By now you might be thinking about all the revenue losses caused by these migrations of assets and practices. Or maybe you think we’re alienating donors. The opposite is true on both fronts. It took AAACF a half century to achieve $75 million in assets, and in the past six years we’ve gotten to $200 million thanks in part to addition by subtraction. Just as important, our growth has been driven by the addition of permanent, board-governed funds. By putting some stakes in the ground on who we are (our community’s endowment) and what we do (leverage permanent community capital to make change through grants, scholarships, and impact investing) we’re attracting more donors and other stakeholders who are more aligned with our philosophies. This is ‘addition by subtraction’ in action. So the next time you are planning for the future, make sure you don’t have a hand tied behind your back: don’t just ask ‘what should we do next,’ ask yourself ‘what should we do less of?’

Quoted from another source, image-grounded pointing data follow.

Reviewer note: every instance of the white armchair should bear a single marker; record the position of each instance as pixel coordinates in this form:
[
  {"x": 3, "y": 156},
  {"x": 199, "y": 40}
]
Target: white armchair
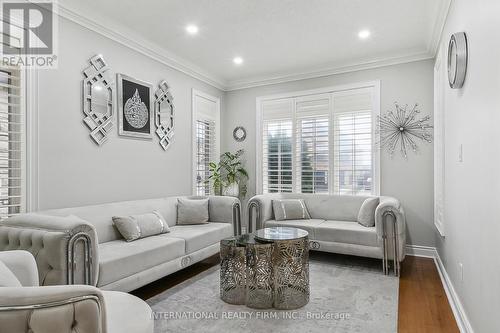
[{"x": 26, "y": 307}]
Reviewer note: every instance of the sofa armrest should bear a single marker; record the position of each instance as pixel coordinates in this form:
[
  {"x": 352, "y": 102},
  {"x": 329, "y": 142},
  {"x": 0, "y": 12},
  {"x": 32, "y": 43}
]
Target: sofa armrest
[
  {"x": 390, "y": 208},
  {"x": 65, "y": 248},
  {"x": 23, "y": 265},
  {"x": 225, "y": 209},
  {"x": 52, "y": 309}
]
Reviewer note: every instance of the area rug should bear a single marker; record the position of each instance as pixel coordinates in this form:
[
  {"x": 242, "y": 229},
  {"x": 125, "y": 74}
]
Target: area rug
[{"x": 348, "y": 294}]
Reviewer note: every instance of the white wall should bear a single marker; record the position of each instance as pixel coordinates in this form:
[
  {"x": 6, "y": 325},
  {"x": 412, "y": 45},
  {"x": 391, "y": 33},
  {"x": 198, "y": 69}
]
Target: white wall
[
  {"x": 75, "y": 171},
  {"x": 472, "y": 188},
  {"x": 410, "y": 181}
]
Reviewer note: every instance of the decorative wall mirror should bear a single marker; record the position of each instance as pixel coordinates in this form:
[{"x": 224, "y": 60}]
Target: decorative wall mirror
[
  {"x": 98, "y": 99},
  {"x": 164, "y": 114}
]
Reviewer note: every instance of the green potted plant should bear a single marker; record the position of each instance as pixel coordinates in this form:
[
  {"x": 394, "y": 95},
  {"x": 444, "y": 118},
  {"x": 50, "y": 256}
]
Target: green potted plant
[{"x": 228, "y": 176}]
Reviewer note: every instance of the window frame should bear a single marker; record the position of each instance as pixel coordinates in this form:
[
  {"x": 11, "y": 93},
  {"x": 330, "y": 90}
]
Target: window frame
[
  {"x": 195, "y": 115},
  {"x": 339, "y": 89}
]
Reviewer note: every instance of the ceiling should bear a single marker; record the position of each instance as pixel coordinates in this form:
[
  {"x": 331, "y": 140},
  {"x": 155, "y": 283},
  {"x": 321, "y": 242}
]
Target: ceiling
[{"x": 279, "y": 40}]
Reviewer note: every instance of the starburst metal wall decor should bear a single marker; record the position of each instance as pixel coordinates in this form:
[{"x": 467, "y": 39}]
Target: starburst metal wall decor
[{"x": 401, "y": 129}]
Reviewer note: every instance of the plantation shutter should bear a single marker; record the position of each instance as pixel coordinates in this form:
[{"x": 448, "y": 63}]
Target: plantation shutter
[
  {"x": 353, "y": 142},
  {"x": 312, "y": 116},
  {"x": 206, "y": 144},
  {"x": 277, "y": 146}
]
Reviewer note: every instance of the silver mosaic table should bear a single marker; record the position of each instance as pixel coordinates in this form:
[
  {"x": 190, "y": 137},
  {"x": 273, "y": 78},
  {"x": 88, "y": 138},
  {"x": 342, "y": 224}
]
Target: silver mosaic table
[{"x": 265, "y": 269}]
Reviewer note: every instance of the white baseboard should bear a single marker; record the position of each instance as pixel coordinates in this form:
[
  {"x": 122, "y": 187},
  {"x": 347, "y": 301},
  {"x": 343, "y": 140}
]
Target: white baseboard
[{"x": 461, "y": 318}]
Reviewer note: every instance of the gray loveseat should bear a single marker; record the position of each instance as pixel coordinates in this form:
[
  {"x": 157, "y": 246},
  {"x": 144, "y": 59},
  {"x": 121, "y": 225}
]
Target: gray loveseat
[
  {"x": 82, "y": 246},
  {"x": 333, "y": 226}
]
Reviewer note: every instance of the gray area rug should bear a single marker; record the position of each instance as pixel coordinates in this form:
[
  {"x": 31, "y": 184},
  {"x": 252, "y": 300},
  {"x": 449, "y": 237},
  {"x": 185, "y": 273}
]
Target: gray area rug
[{"x": 348, "y": 294}]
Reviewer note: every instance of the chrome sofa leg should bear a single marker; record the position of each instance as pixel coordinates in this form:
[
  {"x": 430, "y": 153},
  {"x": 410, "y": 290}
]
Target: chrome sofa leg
[{"x": 87, "y": 269}]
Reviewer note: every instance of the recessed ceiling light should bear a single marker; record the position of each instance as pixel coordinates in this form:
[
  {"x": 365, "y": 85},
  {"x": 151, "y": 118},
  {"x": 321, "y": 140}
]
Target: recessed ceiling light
[
  {"x": 192, "y": 29},
  {"x": 364, "y": 34},
  {"x": 238, "y": 60}
]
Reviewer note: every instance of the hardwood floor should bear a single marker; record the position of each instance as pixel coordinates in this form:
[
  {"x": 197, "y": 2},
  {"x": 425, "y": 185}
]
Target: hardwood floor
[{"x": 423, "y": 306}]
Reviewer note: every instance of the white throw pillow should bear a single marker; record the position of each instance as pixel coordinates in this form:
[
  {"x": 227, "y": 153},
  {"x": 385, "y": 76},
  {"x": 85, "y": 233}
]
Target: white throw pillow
[
  {"x": 192, "y": 211},
  {"x": 290, "y": 209},
  {"x": 366, "y": 215},
  {"x": 139, "y": 226},
  {"x": 7, "y": 278}
]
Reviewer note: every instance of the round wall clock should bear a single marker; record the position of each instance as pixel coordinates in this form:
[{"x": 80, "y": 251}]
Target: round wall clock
[
  {"x": 239, "y": 133},
  {"x": 457, "y": 60}
]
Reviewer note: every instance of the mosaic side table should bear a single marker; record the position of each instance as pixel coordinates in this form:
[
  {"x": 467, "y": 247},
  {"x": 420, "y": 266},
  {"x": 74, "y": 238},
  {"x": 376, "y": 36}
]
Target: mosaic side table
[{"x": 269, "y": 268}]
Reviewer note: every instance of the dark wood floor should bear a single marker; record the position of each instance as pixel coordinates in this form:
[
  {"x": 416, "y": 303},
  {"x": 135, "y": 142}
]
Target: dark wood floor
[{"x": 423, "y": 306}]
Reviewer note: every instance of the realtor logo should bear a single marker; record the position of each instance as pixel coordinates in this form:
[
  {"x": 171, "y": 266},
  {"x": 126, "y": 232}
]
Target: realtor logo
[{"x": 28, "y": 35}]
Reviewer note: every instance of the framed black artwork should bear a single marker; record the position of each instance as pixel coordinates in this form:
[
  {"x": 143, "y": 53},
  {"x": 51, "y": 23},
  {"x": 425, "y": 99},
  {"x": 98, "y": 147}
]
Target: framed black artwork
[{"x": 135, "y": 107}]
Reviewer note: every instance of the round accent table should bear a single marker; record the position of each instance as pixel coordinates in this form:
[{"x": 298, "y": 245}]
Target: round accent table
[{"x": 268, "y": 268}]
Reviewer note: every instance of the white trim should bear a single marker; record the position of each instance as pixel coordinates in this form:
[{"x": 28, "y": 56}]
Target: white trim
[
  {"x": 326, "y": 90},
  {"x": 439, "y": 24},
  {"x": 197, "y": 93},
  {"x": 421, "y": 251},
  {"x": 128, "y": 38},
  {"x": 456, "y": 305},
  {"x": 457, "y": 308}
]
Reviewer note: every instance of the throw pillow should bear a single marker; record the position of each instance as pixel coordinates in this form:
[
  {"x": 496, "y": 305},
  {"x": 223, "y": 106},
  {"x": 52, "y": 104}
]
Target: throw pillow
[
  {"x": 290, "y": 209},
  {"x": 366, "y": 215},
  {"x": 192, "y": 211},
  {"x": 7, "y": 278},
  {"x": 139, "y": 226}
]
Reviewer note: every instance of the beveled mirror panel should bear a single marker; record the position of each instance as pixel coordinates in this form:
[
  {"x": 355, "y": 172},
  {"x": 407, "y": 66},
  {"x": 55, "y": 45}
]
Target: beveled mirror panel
[
  {"x": 98, "y": 99},
  {"x": 164, "y": 114}
]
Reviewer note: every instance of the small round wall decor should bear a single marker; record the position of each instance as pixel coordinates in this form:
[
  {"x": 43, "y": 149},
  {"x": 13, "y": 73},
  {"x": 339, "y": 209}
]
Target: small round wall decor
[
  {"x": 239, "y": 133},
  {"x": 457, "y": 60}
]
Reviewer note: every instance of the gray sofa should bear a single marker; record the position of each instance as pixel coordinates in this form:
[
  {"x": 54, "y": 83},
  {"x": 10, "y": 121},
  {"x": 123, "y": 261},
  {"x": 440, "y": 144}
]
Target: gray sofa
[
  {"x": 333, "y": 225},
  {"x": 26, "y": 307},
  {"x": 82, "y": 246}
]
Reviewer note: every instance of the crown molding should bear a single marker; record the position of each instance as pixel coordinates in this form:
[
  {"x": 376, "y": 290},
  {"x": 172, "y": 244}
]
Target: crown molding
[
  {"x": 124, "y": 36},
  {"x": 438, "y": 28},
  {"x": 266, "y": 80}
]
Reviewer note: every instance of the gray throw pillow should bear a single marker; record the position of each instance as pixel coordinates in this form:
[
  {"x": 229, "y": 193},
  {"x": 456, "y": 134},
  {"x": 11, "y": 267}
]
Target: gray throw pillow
[
  {"x": 290, "y": 209},
  {"x": 366, "y": 215},
  {"x": 192, "y": 211},
  {"x": 139, "y": 226},
  {"x": 7, "y": 278}
]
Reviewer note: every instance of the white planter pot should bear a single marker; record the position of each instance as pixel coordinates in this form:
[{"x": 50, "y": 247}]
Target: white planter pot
[{"x": 233, "y": 190}]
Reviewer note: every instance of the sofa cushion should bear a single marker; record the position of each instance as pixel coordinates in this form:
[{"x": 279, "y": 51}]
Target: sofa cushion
[
  {"x": 307, "y": 225},
  {"x": 346, "y": 232},
  {"x": 133, "y": 227},
  {"x": 200, "y": 235},
  {"x": 290, "y": 209},
  {"x": 192, "y": 211},
  {"x": 119, "y": 259},
  {"x": 366, "y": 215}
]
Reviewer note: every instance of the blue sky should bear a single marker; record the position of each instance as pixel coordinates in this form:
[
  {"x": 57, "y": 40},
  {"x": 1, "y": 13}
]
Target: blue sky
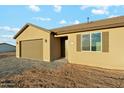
[{"x": 12, "y": 18}]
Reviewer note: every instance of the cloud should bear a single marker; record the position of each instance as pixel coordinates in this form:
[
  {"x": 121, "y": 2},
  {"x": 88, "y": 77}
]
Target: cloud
[
  {"x": 57, "y": 8},
  {"x": 8, "y": 28},
  {"x": 83, "y": 7},
  {"x": 34, "y": 8},
  {"x": 63, "y": 22},
  {"x": 100, "y": 10},
  {"x": 76, "y": 22},
  {"x": 42, "y": 19},
  {"x": 111, "y": 16}
]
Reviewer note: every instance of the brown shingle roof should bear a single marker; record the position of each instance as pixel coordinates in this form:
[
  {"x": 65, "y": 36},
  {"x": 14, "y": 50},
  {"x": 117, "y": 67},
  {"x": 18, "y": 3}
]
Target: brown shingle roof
[{"x": 96, "y": 25}]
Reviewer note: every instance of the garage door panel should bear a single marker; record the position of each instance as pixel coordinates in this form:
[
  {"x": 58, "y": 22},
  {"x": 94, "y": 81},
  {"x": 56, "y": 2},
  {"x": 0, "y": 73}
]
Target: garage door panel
[{"x": 32, "y": 49}]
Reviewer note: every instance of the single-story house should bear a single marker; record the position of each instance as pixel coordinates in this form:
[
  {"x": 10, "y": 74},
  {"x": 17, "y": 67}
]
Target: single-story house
[
  {"x": 5, "y": 47},
  {"x": 99, "y": 43}
]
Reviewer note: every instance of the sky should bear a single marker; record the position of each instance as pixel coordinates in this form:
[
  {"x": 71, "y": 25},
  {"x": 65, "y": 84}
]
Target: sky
[{"x": 14, "y": 17}]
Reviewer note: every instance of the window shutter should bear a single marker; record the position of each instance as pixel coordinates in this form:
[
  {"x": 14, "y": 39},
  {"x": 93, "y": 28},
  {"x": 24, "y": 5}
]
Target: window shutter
[
  {"x": 78, "y": 44},
  {"x": 105, "y": 41}
]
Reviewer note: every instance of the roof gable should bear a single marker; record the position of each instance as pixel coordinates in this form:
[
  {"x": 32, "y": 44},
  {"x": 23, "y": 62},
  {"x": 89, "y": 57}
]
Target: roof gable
[
  {"x": 100, "y": 24},
  {"x": 26, "y": 26}
]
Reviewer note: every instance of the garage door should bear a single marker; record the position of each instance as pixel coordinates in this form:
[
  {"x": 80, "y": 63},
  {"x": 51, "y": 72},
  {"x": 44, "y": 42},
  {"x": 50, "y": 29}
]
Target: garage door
[{"x": 32, "y": 49}]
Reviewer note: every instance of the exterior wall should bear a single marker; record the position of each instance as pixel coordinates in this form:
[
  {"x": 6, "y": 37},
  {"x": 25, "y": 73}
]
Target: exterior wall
[
  {"x": 7, "y": 48},
  {"x": 31, "y": 33},
  {"x": 114, "y": 59},
  {"x": 55, "y": 47}
]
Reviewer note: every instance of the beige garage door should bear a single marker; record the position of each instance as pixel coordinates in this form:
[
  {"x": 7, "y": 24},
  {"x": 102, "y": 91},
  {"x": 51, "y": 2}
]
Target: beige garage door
[{"x": 32, "y": 49}]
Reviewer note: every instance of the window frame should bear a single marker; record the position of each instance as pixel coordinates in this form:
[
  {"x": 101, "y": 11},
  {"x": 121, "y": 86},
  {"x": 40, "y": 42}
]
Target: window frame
[{"x": 90, "y": 33}]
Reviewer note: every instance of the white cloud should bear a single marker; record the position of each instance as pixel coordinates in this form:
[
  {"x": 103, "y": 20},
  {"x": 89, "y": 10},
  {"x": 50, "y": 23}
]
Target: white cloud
[
  {"x": 83, "y": 7},
  {"x": 42, "y": 19},
  {"x": 57, "y": 8},
  {"x": 76, "y": 22},
  {"x": 7, "y": 28},
  {"x": 100, "y": 10},
  {"x": 34, "y": 8},
  {"x": 62, "y": 22},
  {"x": 112, "y": 16}
]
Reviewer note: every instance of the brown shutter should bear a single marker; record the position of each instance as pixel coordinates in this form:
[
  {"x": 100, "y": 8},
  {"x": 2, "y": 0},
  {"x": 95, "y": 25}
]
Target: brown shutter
[
  {"x": 78, "y": 44},
  {"x": 105, "y": 41}
]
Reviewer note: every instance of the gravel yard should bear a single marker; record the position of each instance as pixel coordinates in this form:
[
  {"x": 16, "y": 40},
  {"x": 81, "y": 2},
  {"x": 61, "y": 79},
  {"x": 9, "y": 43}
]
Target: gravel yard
[{"x": 13, "y": 65}]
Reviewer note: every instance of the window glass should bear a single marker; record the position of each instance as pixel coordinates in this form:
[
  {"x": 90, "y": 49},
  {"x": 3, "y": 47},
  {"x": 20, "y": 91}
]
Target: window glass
[
  {"x": 86, "y": 42},
  {"x": 96, "y": 41}
]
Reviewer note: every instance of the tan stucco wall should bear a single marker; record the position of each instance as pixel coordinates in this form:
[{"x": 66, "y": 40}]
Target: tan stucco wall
[
  {"x": 114, "y": 59},
  {"x": 55, "y": 47},
  {"x": 35, "y": 33}
]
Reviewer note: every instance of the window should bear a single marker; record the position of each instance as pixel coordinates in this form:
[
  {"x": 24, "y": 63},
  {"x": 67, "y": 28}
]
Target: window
[
  {"x": 86, "y": 42},
  {"x": 91, "y": 42},
  {"x": 96, "y": 41}
]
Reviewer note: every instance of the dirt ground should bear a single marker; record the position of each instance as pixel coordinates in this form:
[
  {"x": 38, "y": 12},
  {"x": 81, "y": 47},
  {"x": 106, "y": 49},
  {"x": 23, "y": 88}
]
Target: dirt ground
[{"x": 25, "y": 73}]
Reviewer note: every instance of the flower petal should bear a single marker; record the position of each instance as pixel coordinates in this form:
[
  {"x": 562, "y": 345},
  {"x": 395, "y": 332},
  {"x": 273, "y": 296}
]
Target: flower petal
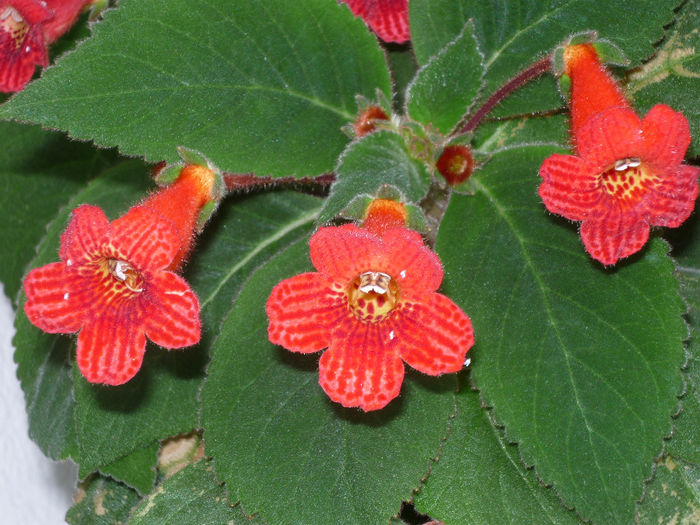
[
  {"x": 667, "y": 136},
  {"x": 302, "y": 311},
  {"x": 145, "y": 239},
  {"x": 608, "y": 136},
  {"x": 50, "y": 305},
  {"x": 434, "y": 335},
  {"x": 362, "y": 368},
  {"x": 171, "y": 311},
  {"x": 85, "y": 236},
  {"x": 342, "y": 252},
  {"x": 65, "y": 14},
  {"x": 616, "y": 236},
  {"x": 410, "y": 262},
  {"x": 387, "y": 18},
  {"x": 568, "y": 189},
  {"x": 111, "y": 346},
  {"x": 673, "y": 199}
]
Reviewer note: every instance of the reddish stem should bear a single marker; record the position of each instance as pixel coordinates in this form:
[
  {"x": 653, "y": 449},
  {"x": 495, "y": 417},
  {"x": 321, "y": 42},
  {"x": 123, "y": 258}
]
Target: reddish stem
[
  {"x": 535, "y": 70},
  {"x": 247, "y": 182}
]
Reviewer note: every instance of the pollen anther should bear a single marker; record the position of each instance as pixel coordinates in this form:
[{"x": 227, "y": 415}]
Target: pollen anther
[
  {"x": 126, "y": 273},
  {"x": 629, "y": 162}
]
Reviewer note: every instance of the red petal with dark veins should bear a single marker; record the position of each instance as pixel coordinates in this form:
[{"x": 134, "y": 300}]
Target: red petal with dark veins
[
  {"x": 33, "y": 11},
  {"x": 667, "y": 136},
  {"x": 433, "y": 334},
  {"x": 50, "y": 304},
  {"x": 303, "y": 310},
  {"x": 673, "y": 199},
  {"x": 145, "y": 239},
  {"x": 111, "y": 345},
  {"x": 608, "y": 136},
  {"x": 344, "y": 252},
  {"x": 362, "y": 367},
  {"x": 171, "y": 311},
  {"x": 407, "y": 260},
  {"x": 618, "y": 235},
  {"x": 65, "y": 14},
  {"x": 17, "y": 64},
  {"x": 569, "y": 190},
  {"x": 387, "y": 18},
  {"x": 85, "y": 237}
]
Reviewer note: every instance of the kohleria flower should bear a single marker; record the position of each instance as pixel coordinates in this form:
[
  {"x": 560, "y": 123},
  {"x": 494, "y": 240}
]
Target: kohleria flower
[
  {"x": 387, "y": 18},
  {"x": 372, "y": 304},
  {"x": 627, "y": 175},
  {"x": 27, "y": 27},
  {"x": 116, "y": 285}
]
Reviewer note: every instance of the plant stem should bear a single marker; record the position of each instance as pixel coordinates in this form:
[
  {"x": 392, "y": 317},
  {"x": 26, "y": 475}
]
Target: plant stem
[
  {"x": 535, "y": 70},
  {"x": 247, "y": 182}
]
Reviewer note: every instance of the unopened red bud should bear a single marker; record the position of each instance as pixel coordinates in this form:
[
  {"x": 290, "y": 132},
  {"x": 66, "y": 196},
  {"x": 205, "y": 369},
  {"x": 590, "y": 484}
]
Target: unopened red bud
[
  {"x": 455, "y": 164},
  {"x": 365, "y": 122}
]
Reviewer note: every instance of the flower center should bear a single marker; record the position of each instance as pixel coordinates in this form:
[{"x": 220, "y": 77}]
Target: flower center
[
  {"x": 12, "y": 22},
  {"x": 124, "y": 272},
  {"x": 372, "y": 296},
  {"x": 627, "y": 180}
]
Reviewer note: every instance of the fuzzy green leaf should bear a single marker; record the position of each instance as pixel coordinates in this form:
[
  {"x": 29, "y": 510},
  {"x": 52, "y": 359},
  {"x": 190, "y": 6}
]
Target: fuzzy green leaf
[
  {"x": 380, "y": 158},
  {"x": 161, "y": 400},
  {"x": 279, "y": 443},
  {"x": 102, "y": 501},
  {"x": 39, "y": 172},
  {"x": 514, "y": 34},
  {"x": 137, "y": 470},
  {"x": 673, "y": 495},
  {"x": 480, "y": 478},
  {"x": 190, "y": 496},
  {"x": 446, "y": 86},
  {"x": 673, "y": 76},
  {"x": 581, "y": 364},
  {"x": 43, "y": 360},
  {"x": 255, "y": 86}
]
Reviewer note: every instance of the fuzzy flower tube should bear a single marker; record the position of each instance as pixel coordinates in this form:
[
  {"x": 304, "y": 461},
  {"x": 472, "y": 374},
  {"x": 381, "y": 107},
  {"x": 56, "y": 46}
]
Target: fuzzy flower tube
[
  {"x": 116, "y": 282},
  {"x": 373, "y": 305},
  {"x": 628, "y": 173},
  {"x": 27, "y": 27}
]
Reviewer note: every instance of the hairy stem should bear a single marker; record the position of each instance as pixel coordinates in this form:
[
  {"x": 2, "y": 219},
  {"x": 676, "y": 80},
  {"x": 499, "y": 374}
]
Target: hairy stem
[
  {"x": 535, "y": 70},
  {"x": 246, "y": 183}
]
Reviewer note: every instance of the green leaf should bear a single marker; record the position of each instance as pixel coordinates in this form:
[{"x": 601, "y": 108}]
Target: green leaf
[
  {"x": 686, "y": 427},
  {"x": 137, "y": 470},
  {"x": 581, "y": 364},
  {"x": 480, "y": 478},
  {"x": 495, "y": 136},
  {"x": 673, "y": 76},
  {"x": 161, "y": 400},
  {"x": 514, "y": 34},
  {"x": 380, "y": 158},
  {"x": 402, "y": 64},
  {"x": 190, "y": 496},
  {"x": 39, "y": 172},
  {"x": 277, "y": 440},
  {"x": 42, "y": 359},
  {"x": 255, "y": 86},
  {"x": 102, "y": 501},
  {"x": 446, "y": 86},
  {"x": 672, "y": 497}
]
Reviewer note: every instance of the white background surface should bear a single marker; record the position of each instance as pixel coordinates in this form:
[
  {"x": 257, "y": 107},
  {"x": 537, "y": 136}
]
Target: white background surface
[{"x": 33, "y": 489}]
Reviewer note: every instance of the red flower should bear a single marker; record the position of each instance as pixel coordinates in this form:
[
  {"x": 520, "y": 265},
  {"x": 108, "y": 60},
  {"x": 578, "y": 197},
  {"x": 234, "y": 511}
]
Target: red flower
[
  {"x": 372, "y": 303},
  {"x": 387, "y": 18},
  {"x": 627, "y": 175},
  {"x": 26, "y": 28},
  {"x": 114, "y": 283}
]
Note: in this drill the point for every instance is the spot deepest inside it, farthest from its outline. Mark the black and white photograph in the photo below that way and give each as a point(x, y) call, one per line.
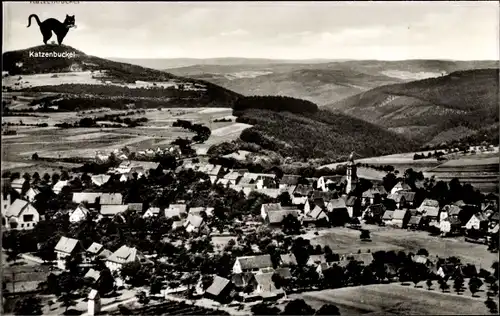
point(250, 158)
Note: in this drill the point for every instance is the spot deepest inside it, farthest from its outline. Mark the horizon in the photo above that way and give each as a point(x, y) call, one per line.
point(461, 31)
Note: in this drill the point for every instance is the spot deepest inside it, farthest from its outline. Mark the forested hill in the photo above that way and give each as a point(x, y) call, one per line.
point(96, 82)
point(434, 111)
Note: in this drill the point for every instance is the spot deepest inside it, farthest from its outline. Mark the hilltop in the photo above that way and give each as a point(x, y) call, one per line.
point(89, 82)
point(311, 132)
point(434, 110)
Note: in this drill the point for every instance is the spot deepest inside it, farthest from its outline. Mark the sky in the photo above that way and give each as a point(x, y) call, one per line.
point(275, 30)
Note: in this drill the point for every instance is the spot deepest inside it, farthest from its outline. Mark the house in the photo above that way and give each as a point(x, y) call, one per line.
point(79, 214)
point(374, 213)
point(478, 221)
point(220, 289)
point(324, 181)
point(176, 210)
point(287, 260)
point(17, 184)
point(450, 226)
point(94, 303)
point(303, 190)
point(289, 180)
point(86, 197)
point(194, 223)
point(59, 186)
point(124, 255)
point(352, 204)
point(93, 251)
point(429, 209)
point(66, 247)
point(415, 222)
point(31, 194)
point(400, 218)
point(400, 186)
point(136, 207)
point(276, 217)
point(252, 264)
point(387, 217)
point(269, 207)
point(111, 199)
point(100, 179)
point(93, 274)
point(20, 215)
point(317, 215)
point(112, 210)
point(151, 212)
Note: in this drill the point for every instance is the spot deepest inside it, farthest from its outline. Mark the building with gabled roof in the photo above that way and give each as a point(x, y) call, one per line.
point(252, 263)
point(66, 247)
point(20, 215)
point(122, 256)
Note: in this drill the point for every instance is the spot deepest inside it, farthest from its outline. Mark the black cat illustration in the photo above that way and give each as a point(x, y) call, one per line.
point(52, 25)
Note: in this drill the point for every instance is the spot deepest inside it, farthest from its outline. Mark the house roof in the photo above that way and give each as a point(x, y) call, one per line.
point(303, 190)
point(265, 280)
point(111, 199)
point(278, 216)
point(94, 274)
point(218, 285)
point(399, 214)
point(285, 272)
point(95, 248)
point(16, 208)
point(351, 201)
point(415, 220)
point(288, 259)
point(113, 209)
point(89, 197)
point(269, 207)
point(289, 179)
point(387, 215)
point(124, 254)
point(135, 207)
point(100, 179)
point(336, 204)
point(194, 220)
point(66, 245)
point(255, 262)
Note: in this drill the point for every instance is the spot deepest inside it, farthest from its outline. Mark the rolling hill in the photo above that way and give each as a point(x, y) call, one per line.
point(321, 82)
point(434, 110)
point(86, 82)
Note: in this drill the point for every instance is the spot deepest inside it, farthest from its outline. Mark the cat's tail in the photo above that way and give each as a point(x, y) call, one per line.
point(33, 16)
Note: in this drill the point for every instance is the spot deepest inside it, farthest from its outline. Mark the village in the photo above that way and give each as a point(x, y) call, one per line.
point(186, 236)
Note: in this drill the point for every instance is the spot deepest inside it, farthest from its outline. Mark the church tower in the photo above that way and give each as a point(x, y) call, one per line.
point(352, 176)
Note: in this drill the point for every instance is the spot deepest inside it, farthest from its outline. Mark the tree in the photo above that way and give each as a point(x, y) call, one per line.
point(474, 284)
point(328, 309)
point(365, 235)
point(458, 284)
point(429, 284)
point(28, 305)
point(443, 285)
point(142, 297)
point(298, 307)
point(264, 309)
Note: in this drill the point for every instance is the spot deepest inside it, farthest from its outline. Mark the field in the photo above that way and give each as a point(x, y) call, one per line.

As the CEO, Neel is excited every day by the opportunity to lead AAACF’s staff and board in their collective efforts to maximize community impact – work for which he has earned both statewide and national recognition. After obtaining his JD from the University of Michigan Law School, Neel worked as a corporate attorney at Ford Motor Company. It was during a one-year sabbatical from Ford that Neel developed his passion for supporting the community through the nonprofit sector. That sabbatical turned into a nine year tenure at Nonprofit Enterprise at Work (NEW), including two years as NEW’s President & CEO. During this time, he led all aspects of NEW’s development efforts, services, and operations, supporting more than 400 nonprofits per year. Since joining AAACF’s staff in 2011 and becoming CEO in 2015, Neel continues his intense focus on producing positive change in Washtenaw County, where he was born and raised. He also helps develop the nonprofit field through a graduate course he teaches at the University of Michigan’s Gerald R. Ford School for Public Policy.